Wie zeige ich den Ausführungsverlauf an?

  1. Den Workflow öffnen.
  2. Die Registerkarte Ausführungen oben im Editor auswählen.

Erwartetes Ergebnis: Alle Ausführungen für diesen Workflow werden aufgelistet. Jede Zeile zeigt:

  • Status — einer der folgenden Werte: Pending, Running, Completed, Completed with errors, Failed oder Cancelled.
  • Startzeit und Dauer.
  • Die Fehlermeldung, falls der Durchlauf fehlgeschlagen ist.

Wähle einen Durchlauf aus, um schrittweise Ergebnisse für jede Aktion im Workflow anzuzeigen.

Um Durchläufe aller deiner Workflows an einem Ort zu sehen, wähle Workflows in der Seitenleiste aus und wechsle dann den Header-Schalter von Workflows zu Runs.

Kann ich einen Durchlauf abbrechen?

Ja. Öffne einen Durchlauf über den Tab Runs und wähle dann Cancel run.

Der Abbruch tritt an der nächsten Schrittgrenze in Kraft: Der aktuell ausgeführte Schritt wird abgeschlossen, danach werden keine weiteren Schritte ausgeführt. Durchläufe, die bereits abgeschlossen, fehlgeschlagen oder abgebrochen wurden, können nicht abgebrochen werden.

Was passiert während eines Durchlaufs?

  • Jeder Schritt wird unabhängig ausgeführt und bei Bedarf erneut versucht. Ein Fehler in einem Schritt macht frühere Schritte nicht rückgängig, und jeder Schritt wird im Durchlauf protokolliert.
  • Konfigurationsänderungen (Set Station Configuration, Update Price Group, Set Station Price Group) treten in Kraft, sobald der Schritt erfolgreich abgeschlossen wurde.
  • Neustarts werden über OCPP gesendet. Die Ladestation benötigt nach einem Soft-Reset möglicherweise einige Sekunden zum Wiederverbinden und nach einem Hard-Reset entsprechend länger.
  • Ein Workflow, der viele Ladestationen umfasst, kann einige Zeit in Anspruch nehmen. Verwende den Tab Runs, um den Fortschritt zu verfolgen.

FAQ

Kann ich einen Workflow-Durchlauf rückgängig machen?

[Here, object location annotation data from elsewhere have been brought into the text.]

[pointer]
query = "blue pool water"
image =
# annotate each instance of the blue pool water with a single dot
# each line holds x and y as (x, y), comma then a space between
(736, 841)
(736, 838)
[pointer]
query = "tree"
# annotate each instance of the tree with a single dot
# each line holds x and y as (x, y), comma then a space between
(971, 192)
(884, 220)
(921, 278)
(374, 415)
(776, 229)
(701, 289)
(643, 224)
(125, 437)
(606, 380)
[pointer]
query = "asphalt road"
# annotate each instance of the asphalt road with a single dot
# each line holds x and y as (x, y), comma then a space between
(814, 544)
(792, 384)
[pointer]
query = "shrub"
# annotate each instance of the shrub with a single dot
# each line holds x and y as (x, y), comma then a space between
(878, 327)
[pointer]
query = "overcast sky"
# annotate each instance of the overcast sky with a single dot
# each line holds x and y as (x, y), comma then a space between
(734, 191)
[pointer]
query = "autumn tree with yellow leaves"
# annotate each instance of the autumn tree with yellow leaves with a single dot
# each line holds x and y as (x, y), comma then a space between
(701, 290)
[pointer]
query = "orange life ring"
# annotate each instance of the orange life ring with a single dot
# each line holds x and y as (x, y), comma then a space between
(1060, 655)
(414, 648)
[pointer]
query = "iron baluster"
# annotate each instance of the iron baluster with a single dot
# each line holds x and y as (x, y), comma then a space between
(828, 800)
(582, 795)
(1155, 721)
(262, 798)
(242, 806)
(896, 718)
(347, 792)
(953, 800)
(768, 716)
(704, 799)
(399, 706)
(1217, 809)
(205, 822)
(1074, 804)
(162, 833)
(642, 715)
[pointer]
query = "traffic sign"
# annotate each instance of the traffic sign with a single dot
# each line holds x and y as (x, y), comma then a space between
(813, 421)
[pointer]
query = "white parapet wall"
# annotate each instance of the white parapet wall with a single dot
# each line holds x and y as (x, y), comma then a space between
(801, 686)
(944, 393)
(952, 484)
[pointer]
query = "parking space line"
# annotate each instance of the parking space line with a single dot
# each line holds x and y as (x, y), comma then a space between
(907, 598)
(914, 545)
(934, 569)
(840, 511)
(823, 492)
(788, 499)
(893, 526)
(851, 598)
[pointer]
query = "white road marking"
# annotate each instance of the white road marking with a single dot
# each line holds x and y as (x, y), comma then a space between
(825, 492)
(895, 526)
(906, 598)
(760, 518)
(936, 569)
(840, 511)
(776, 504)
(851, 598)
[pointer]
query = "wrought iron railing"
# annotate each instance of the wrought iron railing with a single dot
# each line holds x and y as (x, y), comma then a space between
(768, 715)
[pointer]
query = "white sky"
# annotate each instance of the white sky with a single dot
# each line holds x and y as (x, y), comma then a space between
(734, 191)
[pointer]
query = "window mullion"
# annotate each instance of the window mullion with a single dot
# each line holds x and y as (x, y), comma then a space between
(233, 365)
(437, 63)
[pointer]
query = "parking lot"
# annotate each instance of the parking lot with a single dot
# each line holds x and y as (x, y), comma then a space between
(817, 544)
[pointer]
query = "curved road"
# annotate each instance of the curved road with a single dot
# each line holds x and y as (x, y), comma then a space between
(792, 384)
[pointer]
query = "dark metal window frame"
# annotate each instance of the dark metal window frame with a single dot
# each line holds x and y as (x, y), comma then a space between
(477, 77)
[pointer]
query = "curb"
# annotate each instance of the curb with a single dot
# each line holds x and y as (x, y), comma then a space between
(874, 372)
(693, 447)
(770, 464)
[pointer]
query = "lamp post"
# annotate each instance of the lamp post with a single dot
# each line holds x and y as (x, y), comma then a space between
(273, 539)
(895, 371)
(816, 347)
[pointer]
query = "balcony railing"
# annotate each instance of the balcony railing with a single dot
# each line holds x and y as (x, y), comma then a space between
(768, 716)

Nein. Durchläufe wenden Änderungen direkt auf deine Ladestationen und Preisgruppen an. Bevor du einen wiederkehrenden oder ereignisbasierten Workflow aktivierst, führe ihn einmal manuell mit einer kleinen Zielgruppe aus, um das Ergebnis zu überprüfen.

Was ist „Continue on error"?

Standardmäßig hält ein fehlgeschlagener Schritt den Durchlauf an und markiert ihn als Failed. Wenn du den Schalter Continue on error im Workflow-Editor aktivierst, stoppt ein fehlgeschlagener Schritt den Durchlauf nicht mehr — verbleibende Schritte und nachgelagerte Aktionen werden weiterhin ausgeführt, und der Durchlauf wird mit dem Status Completed with errors abgeschlossen.

Warum sehe ich Workflows nicht in meinem Hub?

Workflows ist Teil der neuen Monta Hub-Erfahrung und steht nur Mitgliedern des Betreiberteams mit der Rolle Admin oder Manager zur Verfügung. Wechsle über das Nutzermenü zum neuen Monta Hub und bitte einen Admin deines Betreibers, dir die Rolle Admin oder Manager zuzuweisen, falls erforderlich.

Welche Triggertypen sollte ich verwenden?

Verwende Manual, wenn du die volle Kontrolle darüber haben möchtest, wann der Workflow ausgeführt wird. Verwende Recurring für wiederkehrende Wartungsaufgaben (z. B. einen nächtlichen OCPP-Konfigurationsdurchlauf). Verwende Scheduled für einmalig geplante Änderungen (z. B. eine Preisaktualisierung zu einem bestimmten Datum und einer bestimmten Uhrzeit). Verwende Event, um automatisch auf Plattformänderungen zu reagieren — zum Beispiel um eine Ladestation neu zu starten, wenn sie in einen Fehlerzustand wechselt, oder um eine Standardkonfiguration anzuwenden, sobald eine neue Ladestation hinzugefügt wird.